Evangelisch Lutherische Kirchengemeinde Markt Erlbach

Buchempfehlungen des Büchereiteams:

 

 

 

NEUE Buchempfehlung des Büchereiteams:

 

Sheila von Torey L. Hayden     

 

Durch ERziehung zu BEziehung  - eine Maxime, die man nach der Lektüre dieses Buches - das übrigens auf einer wahren Begebenheit in einem amerikanischen Bundesstaat beruht -, durchaus in Frage stellen mag.

 

Denn was, wenn Erziehung nicht mehr möglich erscheint? So wie bei der gewalttätigen sechsjährigen Sheila, per richterlichen Beschluss als nicht therapiefähig und unsozialisierbar zur Einweisung in die Kinderpsychiatrie verurteilt.

Da dort kein Platz frei ist, muss Torey Hayden sie übergangsweise in ihrer Sonderschulklasse aufnehmen .

Eine nahezu unlösbare Aufgabe für Torey, die mit unglaublichem Engagement unter ohnehin schon nicht idealen Bedingungen unterrichtet: acht schwerstgestörte Kinder, ein dunkles, viel zu kleines Klassenzimmer, ein ungelernter lateinamerikanischer Sozialhilfeempfänger als Unterstützung, wenig Rückhalt bei Kollegen und Schulleitung. Als Zugeständnis erhält sie mit einer vollkommen verschüchterten Praktikantin eine zusätzliche Hilfskraft.

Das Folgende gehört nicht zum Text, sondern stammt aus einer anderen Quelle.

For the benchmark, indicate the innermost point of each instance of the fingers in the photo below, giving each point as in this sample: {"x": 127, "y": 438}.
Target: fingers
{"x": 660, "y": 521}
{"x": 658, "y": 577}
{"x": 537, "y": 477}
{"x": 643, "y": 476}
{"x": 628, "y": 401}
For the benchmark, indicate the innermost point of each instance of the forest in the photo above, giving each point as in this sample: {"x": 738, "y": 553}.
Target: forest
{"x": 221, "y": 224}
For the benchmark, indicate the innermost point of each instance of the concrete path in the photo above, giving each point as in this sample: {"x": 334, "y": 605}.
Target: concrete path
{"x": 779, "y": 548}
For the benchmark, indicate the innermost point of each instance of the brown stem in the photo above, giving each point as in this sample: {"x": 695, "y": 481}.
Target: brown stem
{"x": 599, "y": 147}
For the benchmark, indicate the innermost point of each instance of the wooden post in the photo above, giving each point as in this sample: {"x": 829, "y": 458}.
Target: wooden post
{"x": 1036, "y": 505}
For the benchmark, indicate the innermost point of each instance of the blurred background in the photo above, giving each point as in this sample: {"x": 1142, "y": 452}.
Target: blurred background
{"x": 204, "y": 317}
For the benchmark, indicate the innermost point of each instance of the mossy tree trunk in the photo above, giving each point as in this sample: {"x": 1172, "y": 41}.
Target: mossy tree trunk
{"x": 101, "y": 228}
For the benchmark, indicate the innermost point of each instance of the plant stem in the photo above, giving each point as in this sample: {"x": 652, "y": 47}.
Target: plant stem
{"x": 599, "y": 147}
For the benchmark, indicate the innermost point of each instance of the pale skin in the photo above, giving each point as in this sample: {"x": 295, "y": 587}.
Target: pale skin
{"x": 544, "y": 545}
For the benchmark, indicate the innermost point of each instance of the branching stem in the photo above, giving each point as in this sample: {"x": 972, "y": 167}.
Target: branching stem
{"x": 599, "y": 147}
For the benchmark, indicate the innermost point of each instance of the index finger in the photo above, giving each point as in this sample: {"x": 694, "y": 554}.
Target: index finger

Torey erkennt relativ schnell die große Begabung des Mädchens. Aber wird sie das Kind in die Klassengemeinschaft integrieren können? Wird sie es dazu bewegen können, sein Potential auszuschöpfen? Ein Kind, das jegliche Mitarbeit verweigert: „Du kannst mich nicht dazu bringen!“ Nicht zum Reden, nicht zum Rechnen, nicht zum Schreiben, nicht einmal zum Weinen. Ein Kind, das seinen Schmerz in seiner Seele verschließt, der sich jedoch immer wieder in grenzenloser Zerstörungswut einen Weg nach außen bahnt. Ein Kind, das seinen Mitmenschen so ihre Grenzen und ihre Ohnmacht, die es wohl selbst empfindet, aufzeigt.

Wird Torey mit ihrer Pädagogik des Herzens das Mädchen erreichen können? Angetrieben von ihrem Ehrgeiz, das intelligente Kind für den Besuch einer Regelschule qualifizieren zu wollen, lässt sie sich in Machtkämpfe verwickeln, verliert mehrfach die Geduld, macht mühsam erzielte Fortschritte zunichte, zweifelt schließlich an sich selbst.

Dabei wollte sie doch den Schlüssel zur Seele des Mädchens finden. War also alle Mühe vergebens?

Zum Glück gibt es Bücher! Zum Glück eine Klassenbücherei! Beim Vorlesen findet Sheila den Schlüssel selbst. Der Fuchs in Antoine de Saint-Exupérys Der kleine Prinz hat ihn: Er weiß um die Bedeutung des Zähmens. Sheila beginnt zu begreifen und öffnet sich vorsichtig. 

Kann Torey nun ihr Ziel erreichen? Sheila macht Fortschritte im Sozialverhalten, die Beziehung zwischen ihr und ihrer Lehrerin jedoch gerät zur Abhängigkeit. Zum Schuljahresende soll Toreys Klasse wegen fehlender Gelder aufgelöst werden. Und natürlich will Sheila in keine andere Klasse, geschweige denn zu einer anderen Lehrkraft, fühlt sich im Stich gelassen. Neue Kämpfe. Wieder Selbstzweifel. Hat Torey zu viele Gefühle investiert, das Kind durch ihre Liebe von sich abhängig gemacht. Zum Glück hat der Fuchs dem kleinen Prinzen zum Abschied noch sein Geheimnis verraten – ein Geheimnis, das die Menschen vergessen haben.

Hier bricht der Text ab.